The under-26 provision "is confusing the issue," said Bryan Liang, director of the San Diego Center for Patient Safety at the University of California at San Diego School of Medicine.

"In combination with the challenge of explaining the costs (the deductible to be met beyond premiums), it's been a hard sell generally," he said in an email.

"There's definitely still an awareness gap that we're working to address," Leu said, "but I think once young people find out what their options are, that they're going to find that it's affordable to them."

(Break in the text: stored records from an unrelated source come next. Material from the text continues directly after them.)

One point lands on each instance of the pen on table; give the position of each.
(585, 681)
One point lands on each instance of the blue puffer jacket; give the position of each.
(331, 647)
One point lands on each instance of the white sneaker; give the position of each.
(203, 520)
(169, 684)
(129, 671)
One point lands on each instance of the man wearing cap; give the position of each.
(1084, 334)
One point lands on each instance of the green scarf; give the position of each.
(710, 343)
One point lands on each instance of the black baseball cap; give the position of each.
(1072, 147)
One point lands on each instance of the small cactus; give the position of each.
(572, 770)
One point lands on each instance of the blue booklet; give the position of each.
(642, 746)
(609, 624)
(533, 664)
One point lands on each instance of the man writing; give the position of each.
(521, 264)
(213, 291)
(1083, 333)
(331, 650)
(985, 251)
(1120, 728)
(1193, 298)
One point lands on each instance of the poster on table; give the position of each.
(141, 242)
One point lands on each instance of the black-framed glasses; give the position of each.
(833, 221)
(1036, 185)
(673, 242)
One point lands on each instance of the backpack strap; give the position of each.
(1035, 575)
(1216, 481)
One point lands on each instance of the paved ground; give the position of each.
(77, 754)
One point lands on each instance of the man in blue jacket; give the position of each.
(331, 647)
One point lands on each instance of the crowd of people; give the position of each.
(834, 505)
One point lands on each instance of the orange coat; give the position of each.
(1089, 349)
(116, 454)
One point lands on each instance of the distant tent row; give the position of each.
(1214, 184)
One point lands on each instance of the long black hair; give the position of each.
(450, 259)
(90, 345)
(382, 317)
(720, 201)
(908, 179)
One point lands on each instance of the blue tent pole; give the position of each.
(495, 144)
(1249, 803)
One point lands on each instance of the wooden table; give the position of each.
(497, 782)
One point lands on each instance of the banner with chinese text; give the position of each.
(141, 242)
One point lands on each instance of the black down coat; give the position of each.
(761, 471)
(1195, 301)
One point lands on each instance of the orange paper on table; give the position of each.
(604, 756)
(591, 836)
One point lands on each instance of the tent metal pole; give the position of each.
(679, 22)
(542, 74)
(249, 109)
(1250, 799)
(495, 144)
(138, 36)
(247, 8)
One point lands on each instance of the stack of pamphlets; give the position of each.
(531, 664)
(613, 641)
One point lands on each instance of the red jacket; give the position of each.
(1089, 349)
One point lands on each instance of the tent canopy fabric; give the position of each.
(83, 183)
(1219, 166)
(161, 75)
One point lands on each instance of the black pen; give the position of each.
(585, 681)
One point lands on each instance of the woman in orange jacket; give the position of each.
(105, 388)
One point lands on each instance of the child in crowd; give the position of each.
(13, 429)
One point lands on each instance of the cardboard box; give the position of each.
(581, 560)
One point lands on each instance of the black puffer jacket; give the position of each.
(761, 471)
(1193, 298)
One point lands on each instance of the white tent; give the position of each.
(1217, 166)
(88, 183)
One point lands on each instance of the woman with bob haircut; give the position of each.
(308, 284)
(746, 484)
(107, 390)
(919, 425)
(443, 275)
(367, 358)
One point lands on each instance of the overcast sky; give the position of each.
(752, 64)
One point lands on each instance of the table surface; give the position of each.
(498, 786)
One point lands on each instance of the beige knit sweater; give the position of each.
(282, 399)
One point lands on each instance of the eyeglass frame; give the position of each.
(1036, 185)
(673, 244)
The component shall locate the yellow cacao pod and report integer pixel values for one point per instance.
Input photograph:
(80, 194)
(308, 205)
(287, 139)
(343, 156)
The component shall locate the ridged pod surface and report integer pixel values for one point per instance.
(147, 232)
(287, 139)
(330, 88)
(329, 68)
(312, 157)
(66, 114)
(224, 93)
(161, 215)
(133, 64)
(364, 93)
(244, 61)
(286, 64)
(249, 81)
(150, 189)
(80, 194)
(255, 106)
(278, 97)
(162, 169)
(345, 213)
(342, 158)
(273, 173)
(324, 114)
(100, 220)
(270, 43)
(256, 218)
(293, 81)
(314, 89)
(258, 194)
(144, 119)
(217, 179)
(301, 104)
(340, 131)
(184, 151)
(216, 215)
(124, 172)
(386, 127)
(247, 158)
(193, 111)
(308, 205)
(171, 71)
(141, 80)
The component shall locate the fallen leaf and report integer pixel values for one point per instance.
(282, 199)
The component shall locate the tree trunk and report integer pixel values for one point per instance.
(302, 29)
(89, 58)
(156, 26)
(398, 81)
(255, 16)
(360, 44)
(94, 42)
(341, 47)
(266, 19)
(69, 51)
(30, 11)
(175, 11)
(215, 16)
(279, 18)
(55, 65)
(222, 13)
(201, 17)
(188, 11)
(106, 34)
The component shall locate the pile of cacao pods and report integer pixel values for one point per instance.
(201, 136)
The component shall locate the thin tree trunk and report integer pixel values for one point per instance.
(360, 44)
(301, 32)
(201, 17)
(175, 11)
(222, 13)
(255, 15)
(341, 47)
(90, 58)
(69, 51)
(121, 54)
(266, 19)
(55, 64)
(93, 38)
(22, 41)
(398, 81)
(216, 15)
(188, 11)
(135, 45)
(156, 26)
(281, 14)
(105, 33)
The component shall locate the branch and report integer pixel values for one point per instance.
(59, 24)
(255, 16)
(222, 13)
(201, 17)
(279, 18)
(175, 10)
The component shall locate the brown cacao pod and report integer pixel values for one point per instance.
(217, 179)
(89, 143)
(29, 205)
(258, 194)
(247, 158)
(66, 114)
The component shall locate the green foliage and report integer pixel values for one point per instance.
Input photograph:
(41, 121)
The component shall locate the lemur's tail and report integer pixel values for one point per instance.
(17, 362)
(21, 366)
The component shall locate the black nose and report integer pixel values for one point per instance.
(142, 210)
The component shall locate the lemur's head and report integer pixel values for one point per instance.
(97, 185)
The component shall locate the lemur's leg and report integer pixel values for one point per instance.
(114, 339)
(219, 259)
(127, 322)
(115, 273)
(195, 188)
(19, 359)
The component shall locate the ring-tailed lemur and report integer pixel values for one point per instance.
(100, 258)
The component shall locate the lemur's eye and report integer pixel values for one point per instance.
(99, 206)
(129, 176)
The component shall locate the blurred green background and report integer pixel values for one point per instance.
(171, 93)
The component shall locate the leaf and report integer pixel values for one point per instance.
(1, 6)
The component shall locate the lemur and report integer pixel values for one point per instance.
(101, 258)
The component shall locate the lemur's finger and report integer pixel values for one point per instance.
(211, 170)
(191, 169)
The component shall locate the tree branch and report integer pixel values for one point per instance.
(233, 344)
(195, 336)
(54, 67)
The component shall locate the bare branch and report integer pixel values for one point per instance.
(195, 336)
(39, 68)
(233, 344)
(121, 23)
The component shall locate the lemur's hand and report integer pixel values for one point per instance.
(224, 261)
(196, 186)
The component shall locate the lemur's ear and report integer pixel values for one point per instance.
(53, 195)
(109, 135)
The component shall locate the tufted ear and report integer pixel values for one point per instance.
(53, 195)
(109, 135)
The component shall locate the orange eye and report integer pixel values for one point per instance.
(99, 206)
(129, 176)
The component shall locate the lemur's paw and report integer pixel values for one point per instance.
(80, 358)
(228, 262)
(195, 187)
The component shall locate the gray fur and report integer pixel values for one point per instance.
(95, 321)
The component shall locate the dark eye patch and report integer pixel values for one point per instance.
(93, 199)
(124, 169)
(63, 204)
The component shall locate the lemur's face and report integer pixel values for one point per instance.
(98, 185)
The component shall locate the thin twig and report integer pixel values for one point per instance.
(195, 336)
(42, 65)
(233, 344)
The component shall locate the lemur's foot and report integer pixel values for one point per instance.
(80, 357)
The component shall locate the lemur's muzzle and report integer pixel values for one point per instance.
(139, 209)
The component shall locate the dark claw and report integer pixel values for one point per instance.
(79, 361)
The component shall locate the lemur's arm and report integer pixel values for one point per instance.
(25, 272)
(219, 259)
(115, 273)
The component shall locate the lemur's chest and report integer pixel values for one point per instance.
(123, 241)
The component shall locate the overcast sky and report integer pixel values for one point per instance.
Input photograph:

Others aren't so sure. One study last month, from the consumer price comparison site NerdWallet, said that young adults could end up spending five times as much on health care expenses under the ACA than they would if they were uninsured.

Making projections based on (now outdated) January enrollment data, the study said, the average uninsured young adult will pay $348 for heath care in 2014, as opposed to $1,717 under the ACA. A trip to the emergency room boosts those costs to $2,022 and $2,791, respectively.

For the students whose college-provided health plans are being dropped because of ACA provisions requiring that they comply with the same federal rules as other plans (for example, they can't discriminate based on pre-existing conditions), the difference in cost could be significant.

"We've been seeing that more than anything else, and it's disproportionately affecting minorities and students in low-income houses because their parents might not even be covered," Whalen said. "A lot of them have actually ended up uninsured -- which is a huge problem."